Was mir außerdem mit dir gefällt ist, dass ich von überall arbeiten und studieren kann. Ich bin nicht an einen Ort gebunden, denken kann ich auch unter dieser alten Weide an der Spree. Oder in der Küche, mit Direktzugang zum Kühlschrank. Oder auf dem Balkon. Aber auch erstaunlich gut an meinem Schreibtisch.

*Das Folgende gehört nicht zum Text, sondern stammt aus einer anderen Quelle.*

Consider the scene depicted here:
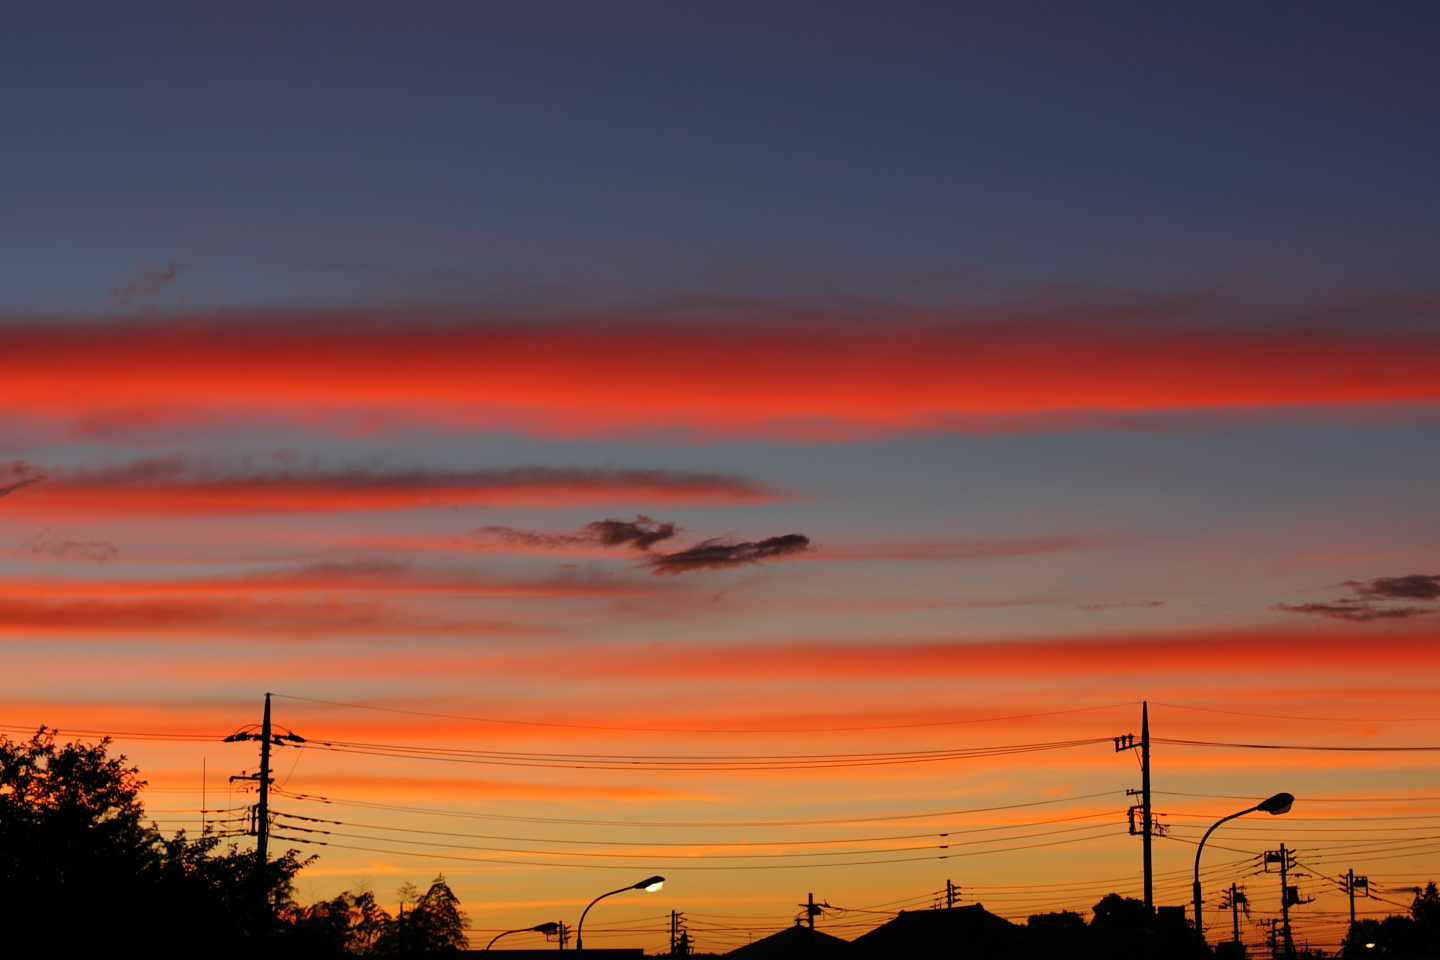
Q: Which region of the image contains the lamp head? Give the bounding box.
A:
[636,876,665,892]
[533,923,561,935]
[1258,792,1294,815]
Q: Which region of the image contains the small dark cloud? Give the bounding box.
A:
[20,530,118,563]
[1076,601,1164,612]
[645,534,811,575]
[111,261,183,310]
[583,516,677,550]
[0,461,45,498]
[477,526,585,549]
[478,515,678,551]
[478,518,809,575]
[1278,572,1440,622]
[1273,601,1432,622]
[1349,574,1440,601]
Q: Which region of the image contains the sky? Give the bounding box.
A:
[4,2,1440,952]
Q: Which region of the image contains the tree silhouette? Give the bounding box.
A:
[284,888,394,954]
[375,875,470,954]
[0,728,314,956]
[0,728,161,949]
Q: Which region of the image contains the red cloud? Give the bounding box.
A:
[0,594,544,639]
[0,562,650,598]
[3,311,1438,440]
[482,628,1440,683]
[0,455,773,517]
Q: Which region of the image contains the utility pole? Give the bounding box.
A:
[256,693,272,865]
[558,921,570,950]
[670,911,690,957]
[225,693,305,878]
[1264,844,1304,960]
[1346,870,1369,927]
[806,893,817,929]
[946,880,958,909]
[1280,847,1293,960]
[1220,883,1247,945]
[1114,701,1153,909]
[1141,702,1152,910]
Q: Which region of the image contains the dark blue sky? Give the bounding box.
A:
[5,1,1439,313]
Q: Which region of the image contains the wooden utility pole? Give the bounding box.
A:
[1280,845,1294,960]
[1265,844,1299,960]
[226,693,305,881]
[257,694,272,863]
[669,911,691,956]
[1141,702,1153,909]
[1114,702,1154,909]
[1344,869,1368,927]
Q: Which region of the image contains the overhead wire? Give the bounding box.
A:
[271,693,1134,734]
[301,735,1114,771]
[274,786,1123,827]
[1155,737,1440,752]
[268,826,1122,871]
[271,807,1125,850]
[1150,701,1440,724]
[1156,790,1440,804]
[267,815,1123,860]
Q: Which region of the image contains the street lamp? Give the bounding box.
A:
[487,922,561,951]
[577,876,665,951]
[1193,793,1293,940]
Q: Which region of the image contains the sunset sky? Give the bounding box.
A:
[5,3,1440,952]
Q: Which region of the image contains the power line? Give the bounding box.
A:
[2,719,1116,770]
[1150,701,1440,724]
[302,736,1114,771]
[272,807,1123,849]
[270,828,1121,871]
[0,722,219,742]
[1156,790,1440,804]
[271,693,1134,734]
[276,787,1122,827]
[1155,737,1440,752]
[268,817,1121,860]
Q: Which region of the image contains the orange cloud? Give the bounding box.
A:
[2,311,1438,440]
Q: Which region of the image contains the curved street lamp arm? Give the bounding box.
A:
[1193,805,1259,884]
[1193,804,1259,938]
[487,929,524,951]
[577,885,636,951]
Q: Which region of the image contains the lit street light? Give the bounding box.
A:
[577,876,665,951]
[1193,793,1294,940]
[487,922,562,951]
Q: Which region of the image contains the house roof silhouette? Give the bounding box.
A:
[724,921,855,960]
[849,904,1018,960]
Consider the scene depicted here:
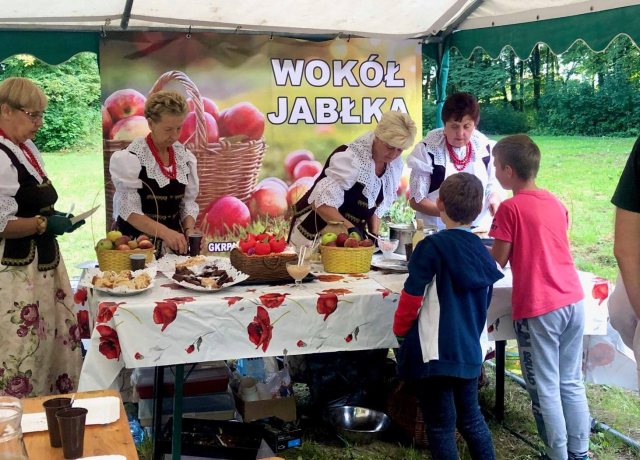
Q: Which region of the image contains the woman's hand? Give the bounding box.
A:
[162,228,188,255]
[487,193,502,217]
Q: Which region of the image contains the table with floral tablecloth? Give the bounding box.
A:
[77,265,615,392]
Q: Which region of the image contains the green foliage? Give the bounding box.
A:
[0,53,101,151]
[478,103,530,135]
[422,99,437,134]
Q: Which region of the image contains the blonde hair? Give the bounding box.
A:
[374,110,417,151]
[144,90,189,123]
[0,77,47,111]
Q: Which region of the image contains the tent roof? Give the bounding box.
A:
[2,0,638,40]
[2,0,640,64]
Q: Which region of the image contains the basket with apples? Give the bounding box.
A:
[319,231,375,274]
[229,232,298,282]
[95,230,155,272]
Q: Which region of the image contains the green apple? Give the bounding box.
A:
[96,238,114,250]
[321,232,338,245]
[348,231,361,242]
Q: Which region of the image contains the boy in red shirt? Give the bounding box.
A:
[489,135,590,460]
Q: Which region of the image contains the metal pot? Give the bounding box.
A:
[388,223,415,255]
[324,406,391,445]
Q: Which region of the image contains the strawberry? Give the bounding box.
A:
[269,237,286,253]
[238,236,256,254]
[246,233,257,241]
[255,237,272,255]
[256,233,270,241]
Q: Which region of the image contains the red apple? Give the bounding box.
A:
[218,109,230,137]
[248,188,288,219]
[287,178,314,206]
[105,89,146,122]
[116,244,131,251]
[187,97,220,121]
[110,116,151,141]
[257,177,289,195]
[205,195,251,237]
[325,241,337,247]
[336,233,349,247]
[102,105,112,137]
[219,102,265,141]
[293,160,323,180]
[344,238,359,248]
[115,236,130,246]
[284,150,315,179]
[137,234,150,243]
[139,240,154,249]
[179,111,219,144]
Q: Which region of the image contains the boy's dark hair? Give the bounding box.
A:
[493,134,541,180]
[439,173,483,224]
[441,92,480,125]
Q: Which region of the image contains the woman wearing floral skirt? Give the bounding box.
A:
[0,77,84,397]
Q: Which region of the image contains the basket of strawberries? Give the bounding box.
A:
[229,231,298,282]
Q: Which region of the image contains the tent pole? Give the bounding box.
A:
[120,0,135,30]
[435,36,450,129]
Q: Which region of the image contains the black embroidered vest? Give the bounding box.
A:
[116,154,186,254]
[0,143,60,271]
[288,145,383,242]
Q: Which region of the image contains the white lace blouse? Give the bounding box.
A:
[307,131,403,218]
[407,128,502,204]
[109,137,199,223]
[0,136,46,232]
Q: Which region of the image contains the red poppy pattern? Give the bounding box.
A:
[97,302,125,323]
[316,293,339,321]
[76,310,90,339]
[223,296,243,306]
[247,306,273,352]
[322,288,352,296]
[316,274,344,282]
[376,289,391,299]
[97,325,121,361]
[591,279,609,306]
[259,293,290,308]
[153,301,178,332]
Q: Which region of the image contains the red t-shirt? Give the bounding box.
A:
[489,189,584,320]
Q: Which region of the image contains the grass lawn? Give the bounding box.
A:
[46,135,639,458]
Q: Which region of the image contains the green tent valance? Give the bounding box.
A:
[0,31,99,65]
[446,4,640,59]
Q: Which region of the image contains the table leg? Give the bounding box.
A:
[495,340,506,423]
[172,364,184,460]
[152,366,165,460]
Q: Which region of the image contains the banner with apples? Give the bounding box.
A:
[100,32,422,246]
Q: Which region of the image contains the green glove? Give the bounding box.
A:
[45,215,73,236]
[66,219,85,233]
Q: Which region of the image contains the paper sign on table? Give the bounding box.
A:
[21,396,120,433]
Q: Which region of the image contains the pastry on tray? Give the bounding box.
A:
[91,270,152,291]
[172,264,234,290]
[175,256,206,269]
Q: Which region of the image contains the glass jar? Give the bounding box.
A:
[0,397,29,459]
[320,221,348,236]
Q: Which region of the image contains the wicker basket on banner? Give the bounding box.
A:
[92,181,157,272]
[102,70,266,231]
[387,380,461,448]
[319,245,374,274]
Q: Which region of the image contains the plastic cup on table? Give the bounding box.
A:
[129,253,146,271]
[56,407,88,459]
[42,397,72,447]
[188,233,203,257]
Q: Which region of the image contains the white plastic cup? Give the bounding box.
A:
[240,377,259,402]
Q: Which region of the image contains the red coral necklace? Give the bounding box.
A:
[0,128,45,178]
[146,134,176,180]
[445,138,472,172]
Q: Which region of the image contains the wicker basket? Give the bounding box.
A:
[92,181,157,272]
[102,70,266,231]
[229,248,297,282]
[319,245,374,274]
[387,380,461,448]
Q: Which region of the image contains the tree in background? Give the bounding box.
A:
[0,53,101,151]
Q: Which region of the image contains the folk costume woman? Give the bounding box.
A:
[289,110,417,245]
[408,92,505,231]
[110,91,199,255]
[0,77,84,398]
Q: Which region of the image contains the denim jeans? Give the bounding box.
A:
[514,301,591,460]
[418,376,495,460]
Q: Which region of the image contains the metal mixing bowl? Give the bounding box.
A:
[324,406,391,445]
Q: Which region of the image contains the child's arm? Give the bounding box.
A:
[491,239,512,268]
[393,239,436,338]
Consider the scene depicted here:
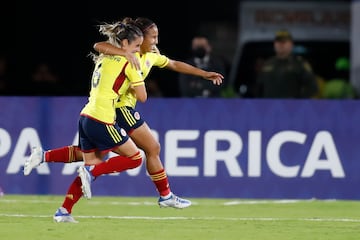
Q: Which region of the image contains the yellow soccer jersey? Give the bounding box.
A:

Wo wir gerade beim Thema sind: Ordnung ist ja bekanntlich das halbe Leben. Ich danke dir, denn ich musste meinen Schreibtisch erst komplett aufräumen, bevor das mit dem Arbeiten daran richtig funktionieren konnte. Und dabei habe ich Sachen wiedergefunden: die alte Armbanduhr mit dem grünen Band zum Beispiel. Oder einen Gutschein für eine Massage. Eventuell auch die ein oder andere unbezahlte Rechnung. Die zu bezahlen hat sich dann aber irgendwie gut angefühlt. So, als hätte ich mein Leben komplett im Griff. So, als wäre Selbstdisziplin nicht nur ein Wort mit 15 Buchstaben. Jetzt liegt auf dem Tisch nur noch der Laptop, mein Kontakt zur Außenwelt, eine Lampe und ein Notizbuch.
Manchmal muss man etwas erst verlieren, um zu begreifen, wie wichtig es einem ist. Zu guter Letzt danke ich dir also, weil ich durch dich gemerkt habe, wie wichtig mir die Uni und vor allem die Menschen, die man dort trifft, sind. Ich empfinde wieder mehr Dankbarkeit dafür, dass Zwischenmenschliches nicht immer unkompliziert und schön ist, sondern auch holprig. Und dass ich gerne den Kaffee aus der Filtermaschine im Institut trinke, der förmlich nach Sodbrennen schreit, aber über den man sich dann zumindest gemeinsam echauffieren kann. Jetzt muss ich zurück an den Schreibtisch, eine Videokonferenz steht an.
In Dankbarkeit – eine Studentin, die noch ihre Jogginghose trägt.